Home Island: Big Island
Institution when accepted: University of Hawaii at Manoa
Akamai Project: Replicating Existing Adaptive Optics Control Electronics for NASA IRTF
Project Site: Institute for Astronomy
Mentor: Mark Chun
The NASA Infra Red Telescope Facility(IRTF), located at the summit of Mauna Kea, uses a 3 meter primary mirror designed to observe in the infra red spectrum. A 36 element adaptive optics(AO) system is one of the instruments that IRTF is equipped with. The diffraction limit can not be fully realized because of atmospheric turbulence limiting the actual angular resolution achieved. AO attempts to correct for these atmospheric turbulences allowing for an angular resolution closer to the diffraction limit.

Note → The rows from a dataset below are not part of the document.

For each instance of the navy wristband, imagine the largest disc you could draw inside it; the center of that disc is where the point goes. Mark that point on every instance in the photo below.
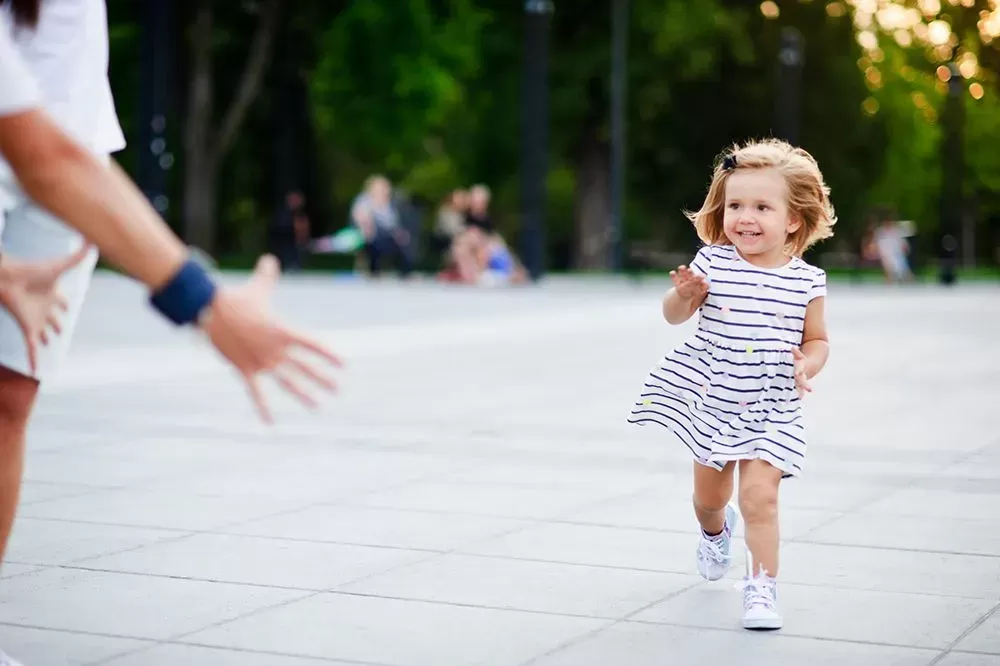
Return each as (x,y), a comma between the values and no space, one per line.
(189,292)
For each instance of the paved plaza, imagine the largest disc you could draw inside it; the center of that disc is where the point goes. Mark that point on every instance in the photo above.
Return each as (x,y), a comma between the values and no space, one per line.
(475,496)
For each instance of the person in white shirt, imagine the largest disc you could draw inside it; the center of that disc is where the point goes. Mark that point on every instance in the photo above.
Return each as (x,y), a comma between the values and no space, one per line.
(56,155)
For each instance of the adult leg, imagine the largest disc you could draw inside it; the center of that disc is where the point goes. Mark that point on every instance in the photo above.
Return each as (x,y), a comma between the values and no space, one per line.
(30,233)
(759,505)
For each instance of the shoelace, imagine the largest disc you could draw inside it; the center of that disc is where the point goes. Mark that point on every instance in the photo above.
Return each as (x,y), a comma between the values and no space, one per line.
(709,549)
(7,661)
(757,591)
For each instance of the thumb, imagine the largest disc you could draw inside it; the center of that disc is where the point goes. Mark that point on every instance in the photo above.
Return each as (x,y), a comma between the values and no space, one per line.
(265,274)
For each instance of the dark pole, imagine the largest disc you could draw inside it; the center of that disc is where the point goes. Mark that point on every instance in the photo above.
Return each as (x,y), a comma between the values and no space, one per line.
(534,133)
(790,60)
(951,182)
(154,160)
(619,79)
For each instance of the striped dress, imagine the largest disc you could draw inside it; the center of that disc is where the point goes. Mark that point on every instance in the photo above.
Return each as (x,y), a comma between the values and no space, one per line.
(728,393)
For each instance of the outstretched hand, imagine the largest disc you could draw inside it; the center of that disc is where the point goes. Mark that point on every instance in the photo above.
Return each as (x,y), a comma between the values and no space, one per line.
(801,372)
(28,290)
(689,285)
(240,326)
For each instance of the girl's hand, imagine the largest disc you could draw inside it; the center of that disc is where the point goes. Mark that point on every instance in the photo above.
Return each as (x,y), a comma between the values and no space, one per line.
(690,286)
(801,376)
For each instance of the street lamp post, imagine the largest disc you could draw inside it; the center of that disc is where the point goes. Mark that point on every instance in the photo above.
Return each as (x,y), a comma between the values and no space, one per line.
(154,160)
(952,175)
(534,133)
(619,77)
(790,62)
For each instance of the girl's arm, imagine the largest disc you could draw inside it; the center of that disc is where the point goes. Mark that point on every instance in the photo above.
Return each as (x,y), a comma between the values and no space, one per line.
(677,309)
(815,343)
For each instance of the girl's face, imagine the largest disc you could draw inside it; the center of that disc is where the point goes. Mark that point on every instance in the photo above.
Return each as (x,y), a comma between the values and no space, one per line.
(757,220)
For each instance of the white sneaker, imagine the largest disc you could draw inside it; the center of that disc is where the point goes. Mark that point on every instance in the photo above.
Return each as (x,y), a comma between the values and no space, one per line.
(7,661)
(760,596)
(713,552)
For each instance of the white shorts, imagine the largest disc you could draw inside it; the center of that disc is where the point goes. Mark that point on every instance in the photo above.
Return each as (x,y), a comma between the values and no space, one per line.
(28,232)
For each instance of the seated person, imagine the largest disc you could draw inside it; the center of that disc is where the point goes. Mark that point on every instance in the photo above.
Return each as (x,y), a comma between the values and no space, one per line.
(377,219)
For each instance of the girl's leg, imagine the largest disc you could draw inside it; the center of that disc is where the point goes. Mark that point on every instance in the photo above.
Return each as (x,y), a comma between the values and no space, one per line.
(712,491)
(759,506)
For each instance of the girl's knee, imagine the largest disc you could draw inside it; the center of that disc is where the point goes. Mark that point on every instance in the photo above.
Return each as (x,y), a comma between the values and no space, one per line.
(759,501)
(712,488)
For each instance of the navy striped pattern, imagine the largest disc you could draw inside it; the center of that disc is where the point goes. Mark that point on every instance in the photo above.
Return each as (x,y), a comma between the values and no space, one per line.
(728,393)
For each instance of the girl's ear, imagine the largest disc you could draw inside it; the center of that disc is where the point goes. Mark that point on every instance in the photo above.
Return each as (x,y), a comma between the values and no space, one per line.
(794,223)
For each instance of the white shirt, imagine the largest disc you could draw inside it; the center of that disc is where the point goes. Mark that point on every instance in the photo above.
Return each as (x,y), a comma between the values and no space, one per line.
(67,54)
(18,89)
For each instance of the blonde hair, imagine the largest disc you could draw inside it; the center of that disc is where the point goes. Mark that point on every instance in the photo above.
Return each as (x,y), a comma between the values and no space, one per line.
(808,194)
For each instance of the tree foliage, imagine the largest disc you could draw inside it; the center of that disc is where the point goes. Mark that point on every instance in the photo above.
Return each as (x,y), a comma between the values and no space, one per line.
(429,92)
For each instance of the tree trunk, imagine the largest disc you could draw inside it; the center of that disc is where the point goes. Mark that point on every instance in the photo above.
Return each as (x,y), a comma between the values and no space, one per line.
(593,207)
(200,177)
(204,148)
(199,173)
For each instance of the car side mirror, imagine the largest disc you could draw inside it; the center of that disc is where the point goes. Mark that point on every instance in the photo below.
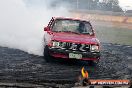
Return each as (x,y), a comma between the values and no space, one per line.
(46,29)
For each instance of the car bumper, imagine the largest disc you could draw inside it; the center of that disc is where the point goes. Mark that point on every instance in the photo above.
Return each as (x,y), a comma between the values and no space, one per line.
(59,53)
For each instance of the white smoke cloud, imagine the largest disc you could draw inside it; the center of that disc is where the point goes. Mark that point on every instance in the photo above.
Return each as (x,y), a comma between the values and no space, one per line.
(21,26)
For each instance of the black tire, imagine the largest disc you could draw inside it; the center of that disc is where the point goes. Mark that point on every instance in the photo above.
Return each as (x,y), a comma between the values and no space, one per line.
(47,56)
(93,63)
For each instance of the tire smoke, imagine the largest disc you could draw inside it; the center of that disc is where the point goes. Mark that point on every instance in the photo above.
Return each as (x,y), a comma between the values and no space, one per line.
(21,25)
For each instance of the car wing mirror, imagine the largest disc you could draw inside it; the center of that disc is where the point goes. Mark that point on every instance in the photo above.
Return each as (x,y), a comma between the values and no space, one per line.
(46,29)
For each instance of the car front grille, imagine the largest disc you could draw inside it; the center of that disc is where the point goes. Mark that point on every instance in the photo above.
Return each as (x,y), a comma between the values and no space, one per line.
(74,46)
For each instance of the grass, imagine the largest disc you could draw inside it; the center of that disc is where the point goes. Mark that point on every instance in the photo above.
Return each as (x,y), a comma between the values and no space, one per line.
(114,35)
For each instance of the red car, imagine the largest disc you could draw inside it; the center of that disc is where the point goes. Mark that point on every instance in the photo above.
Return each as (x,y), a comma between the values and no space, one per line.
(70,38)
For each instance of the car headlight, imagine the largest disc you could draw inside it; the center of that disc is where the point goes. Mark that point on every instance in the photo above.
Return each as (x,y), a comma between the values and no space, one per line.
(94,48)
(55,44)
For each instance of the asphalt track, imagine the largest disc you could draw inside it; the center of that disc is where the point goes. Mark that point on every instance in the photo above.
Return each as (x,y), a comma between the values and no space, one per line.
(20,67)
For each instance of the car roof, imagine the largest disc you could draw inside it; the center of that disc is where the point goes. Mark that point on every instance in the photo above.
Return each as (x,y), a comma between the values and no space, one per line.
(69,18)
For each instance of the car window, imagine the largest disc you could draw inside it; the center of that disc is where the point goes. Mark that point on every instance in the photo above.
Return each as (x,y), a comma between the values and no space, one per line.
(72,26)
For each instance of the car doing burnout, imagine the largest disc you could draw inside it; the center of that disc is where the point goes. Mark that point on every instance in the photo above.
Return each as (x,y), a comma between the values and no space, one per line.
(70,39)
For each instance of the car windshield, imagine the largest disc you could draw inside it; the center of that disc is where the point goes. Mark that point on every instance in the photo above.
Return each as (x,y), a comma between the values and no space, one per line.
(72,26)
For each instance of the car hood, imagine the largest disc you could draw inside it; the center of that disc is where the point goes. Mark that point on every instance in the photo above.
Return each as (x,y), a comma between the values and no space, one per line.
(76,38)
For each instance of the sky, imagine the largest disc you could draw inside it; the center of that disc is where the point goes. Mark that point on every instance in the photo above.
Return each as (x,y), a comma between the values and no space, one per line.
(126,4)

The goal of this project is to clone the existing AO control electronics used by IRTF as closely as possible. The AO control electronics includes a variety of electronic equipment all of which require power, ventilation, proper mounting, etc. and all of which are enclosed in a single chassis. This replica system will be made by examining the original system and its documentation. With this step completed, the necessary power-supplies, controllers, cables, etc, must be ordered. The chassis for the system will require machining and electronics work in order to mount and link the many subsystems enclosed in the AO crate. Once completed, an exact replica would allow IRTF to optimize the 36 element AO system for better viewing without risking a loss in observing time and add redundancy to the original system by serving as a “drop-in replacement” should the original fail.